Abstract

This study provides formal theoretical evidence that value maximization is a rational behavioral, as opposed to rational expectations valuation rubric. Rational behavioral character of the value maximization rubric is evident in the axiomatic finding that, absent arrival of any unanticipated perturbations to pre-existing equilibriums, the value maximization rubric is significantly more likely to generate price drifts that are negative. In absence of any unanticipated perturbations then, investments in stock markets have character of preferences over lotteries. On the contrary, stock valuations that are arrived at in context of Pareto optimality of firms' investment allocations (`Pareto optimality') are shown to conform with rational expectations equilibriums. Under assumption of non-arrival of any unanticipated perturbations to pre-existing equilibriums, stock valuations arrived at in context of Pareto optimality always generate positive price drift.
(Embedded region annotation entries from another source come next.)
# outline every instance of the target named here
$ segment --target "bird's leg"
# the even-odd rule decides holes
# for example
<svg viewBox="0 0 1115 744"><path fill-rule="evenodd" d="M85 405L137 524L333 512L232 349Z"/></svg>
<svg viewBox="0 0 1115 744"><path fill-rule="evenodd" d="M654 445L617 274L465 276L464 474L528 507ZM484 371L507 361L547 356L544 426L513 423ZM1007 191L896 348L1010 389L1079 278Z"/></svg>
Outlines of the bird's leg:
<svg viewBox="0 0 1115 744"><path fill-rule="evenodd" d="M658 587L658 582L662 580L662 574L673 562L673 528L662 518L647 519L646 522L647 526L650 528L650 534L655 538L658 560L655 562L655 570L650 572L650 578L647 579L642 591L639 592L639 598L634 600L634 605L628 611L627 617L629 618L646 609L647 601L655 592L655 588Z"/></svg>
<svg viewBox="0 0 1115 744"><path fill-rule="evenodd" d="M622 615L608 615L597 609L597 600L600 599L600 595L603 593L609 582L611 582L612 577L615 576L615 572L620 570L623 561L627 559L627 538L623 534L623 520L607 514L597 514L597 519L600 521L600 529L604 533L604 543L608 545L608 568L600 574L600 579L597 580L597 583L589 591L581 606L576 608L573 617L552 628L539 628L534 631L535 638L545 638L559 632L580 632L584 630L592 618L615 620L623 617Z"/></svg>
Totality of study findings provide evidence that stock markets function less as preferences over lotteries if parameterization of stock prices is transitioned from the value maximization rubric to the Pareto optimality rubric. In this respect, it is noteworthy that the workhorse Gordon Growth Model can produce stock valuations that are adapted to either of the Pareto optimality, or value maximization rubrics. It is normative then that there exists demand for an addendum to the Gordon Growth model, an addendum, which mitigates arrival at stock valuations that conform with rational behavioral, as opposed rational expectations equilibriums.